The Federal Government has sanctioned a phased refinancing programme to address ₦4 trillion ($2.61 billion) in legacy electricity sector debt, a move aimed at restoring investor confidence, boosting liquidity, and improving power supply across the country. The liabilities, owed to 27 power generation companies for invoices accrued between 2015 and 2023, have long hindered investment flows and worsened Nigeria’s persistent electricity shortages. President Bola Tinubu approved the plan following a comprehensive verification of claims, reaffirming his administration’s commitment to tackling structural bottlenecks in the power sector.

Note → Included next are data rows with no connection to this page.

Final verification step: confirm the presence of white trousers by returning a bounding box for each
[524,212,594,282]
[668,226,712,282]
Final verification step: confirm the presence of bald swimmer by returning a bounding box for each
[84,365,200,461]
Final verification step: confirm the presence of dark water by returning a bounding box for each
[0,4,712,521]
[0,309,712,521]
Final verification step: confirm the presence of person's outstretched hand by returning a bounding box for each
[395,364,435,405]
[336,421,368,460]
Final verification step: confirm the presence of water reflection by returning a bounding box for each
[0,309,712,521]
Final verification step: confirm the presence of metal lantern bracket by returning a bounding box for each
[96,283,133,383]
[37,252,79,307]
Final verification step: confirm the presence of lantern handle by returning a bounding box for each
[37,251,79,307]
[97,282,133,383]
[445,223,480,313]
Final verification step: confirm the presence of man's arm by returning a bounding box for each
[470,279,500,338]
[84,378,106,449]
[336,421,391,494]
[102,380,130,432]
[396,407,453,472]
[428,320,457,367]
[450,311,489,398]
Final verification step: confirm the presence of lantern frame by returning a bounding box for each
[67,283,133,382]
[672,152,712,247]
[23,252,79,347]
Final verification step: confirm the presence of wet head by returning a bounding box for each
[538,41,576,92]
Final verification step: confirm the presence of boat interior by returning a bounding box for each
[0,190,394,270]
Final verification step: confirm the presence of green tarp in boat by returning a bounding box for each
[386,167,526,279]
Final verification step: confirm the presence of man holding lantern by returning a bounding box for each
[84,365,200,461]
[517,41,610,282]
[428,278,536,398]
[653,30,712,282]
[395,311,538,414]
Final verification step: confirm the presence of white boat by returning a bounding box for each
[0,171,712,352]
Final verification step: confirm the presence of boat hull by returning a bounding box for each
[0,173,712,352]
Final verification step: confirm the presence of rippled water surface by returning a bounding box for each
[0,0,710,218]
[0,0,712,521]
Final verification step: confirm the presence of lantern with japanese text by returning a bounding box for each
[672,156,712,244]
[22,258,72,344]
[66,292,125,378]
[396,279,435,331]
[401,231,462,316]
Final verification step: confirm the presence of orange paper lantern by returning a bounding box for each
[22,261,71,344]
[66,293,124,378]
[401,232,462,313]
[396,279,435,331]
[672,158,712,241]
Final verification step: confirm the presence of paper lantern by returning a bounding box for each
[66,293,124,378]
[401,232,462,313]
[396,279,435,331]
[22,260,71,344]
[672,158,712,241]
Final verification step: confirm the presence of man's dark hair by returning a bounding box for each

According to Finance Minister Olawale Edun, the refinancing will be implemented within three to four weeks under the Debt Management Office’s supervision. The structure is expected to feature bond issuances and other long-term instruments to spread repayment obligations over time, easing fiscal pressure while ensuring creditors are settled. The plan is integrated into the government’s wider electricity reform package, which includes a 35% reduction in power subsidies and tariff adjustments for urban consumers — measures projected to save ₦1.1 trillion ($718.58 million) annually.
The debt resolution is anticipated to unlock fresh investment into the electricity value chain, enhance generation capacity, and improve supply reliability. By clearing long-standing arrears, generation companies will have greater working capital to maintain and expand operations, while the government’s subsidy reforms are expected to strengthen sector finances. The initiative also signals to investors that Nigeria is serious about fiscal discipline and structural reform, potentially accelerating private-sector participation in future power projects.